Richard Trumka, the president of the nation’s largest trade union association, the American Federation of Labor (AFL-CIO), died suddenly from a heart attack last week at age 72. He was camping with his family when the attack came.
Trumka led the AFL-CIO since 2009 and was critical in shifting organised labour away from its traditional hostility to immigrants, and instead embracing immigration reform efforts that would bring migrants out of society’s shadows, and consequently make it harder to exploit them. He became a major player in Democratic Party politics, advocating for more progressive economic policies while largely avoiding divisive culture war issues. For example, the AFL-CIO was the only major political player on the political left to never take a position on abortion rights.

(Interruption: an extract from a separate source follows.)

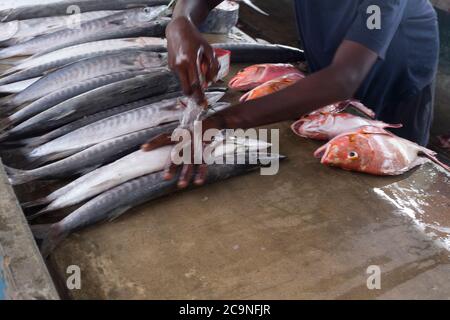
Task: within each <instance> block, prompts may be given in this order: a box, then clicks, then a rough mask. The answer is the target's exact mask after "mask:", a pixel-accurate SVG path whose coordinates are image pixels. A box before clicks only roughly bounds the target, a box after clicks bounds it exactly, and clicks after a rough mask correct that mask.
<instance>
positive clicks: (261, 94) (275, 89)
mask: <svg viewBox="0 0 450 320" xmlns="http://www.w3.org/2000/svg"><path fill="white" fill-rule="evenodd" d="M303 78H304V77H303V76H302V75H300V74H296V73H291V74H288V75H285V76H282V77H279V78H276V79H273V80H271V81H268V82H266V83H264V84H262V85H260V86H258V87H256V88H255V89H253V90H252V91H250V92H248V93H247V94H245V95H244V96H242V98H241V102H245V101H249V100H254V99H258V98H261V97H264V96H267V95H269V94H272V93H275V92H278V91H281V90H283V89H285V88H287V87H289V86H291V85H293V84H294V83H296V82H297V81H299V80H301V79H303Z"/></svg>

A devoted Catholic, Trumka dedicated time and resources to rebuilding the alliance between organised labour and the Catholic Church which had atrophied in recent decades. With Catholic University, he co-sponsored three conferences around the theme “Erroneous Autonomy,” that presented Catholic social doctrine as the antidote to libertarian, laissez-faire economic and social policy. [Full disclosure: As a Visiting Fellow at the university’s Institute for Policy Research & Catholic Studies, the writer worked with Trumka on those conferences.] The conferences – and other, related events - became a “Who’s Who” of Catholic leaders aligned with Pope Francis: Cardinals Oscar Rodriguez, Donald Wuerl, Joseph Tobin and Sean O’Malley all spoke at the events with Trumka, as did Bishop Blase Cupich who would go on to become the Cardinal in Chicago.
Repeated efforts by some in the labour movement to forge a pan-left alliance with abortion rights groups failed on Trumka’s watch. He knew that many in the labour movement were devout Catholics whose opposition to abortion was deep and saw no value in the labour movement becoming embroiled in a fight that did not directly impact workers. Conversely, he embraced LGBT rights because they did impact working conditions.
Trumka also was moving organised labour to embrace the need for a transition away from fossil fuel technologies and in favour of sustainable energy. At the time of his death, he was preparing for a conference on sustainable energy at the Vatican.